Author Archives: Andrew Collier

#MonthOfJulia Day 35: Mapping

Julia-Logo-OpenStreetMap

A lot of my data reflects events happening at different geographic locations (and, incidentally, at different times, but that’s another story). So it’s not surprising that I’m interested in mapping those data. Julia has an OpenStreetMap package which presents an interface to the OpenStreetMap service. The package is well documented and has an extensive range of functionality.

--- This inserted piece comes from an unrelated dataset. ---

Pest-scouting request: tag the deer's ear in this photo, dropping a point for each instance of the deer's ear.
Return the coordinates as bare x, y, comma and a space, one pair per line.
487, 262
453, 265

As with a number of previous posts in this series, I’m just going to skim the surface of what’s available.

We’ll need to load up the Requests package to retrieve the map data and the OpenStreetMap package to manipulate and process those data.

julia> using Requests
julia> using OpenStreetMap

As far as I can see the OpenStreetMap package doesn’t implement functionality for downloading the map data. So we do this directly through an HTTP request. We’ll specify a map area by giving the latitude and longitude of the bottom-left and top-right corners.

julia> const MAPFILE = "map.osm";
julia> minLon = 30.8821;
julia> maxLon = minLon + 0.05;
julia> minLat = -29.8429;
julia> maxLat = minLat + 0.05;

We then build the query URL using Julia’s convenient string interpolation and execute a GET request against the OpenStreetMap API.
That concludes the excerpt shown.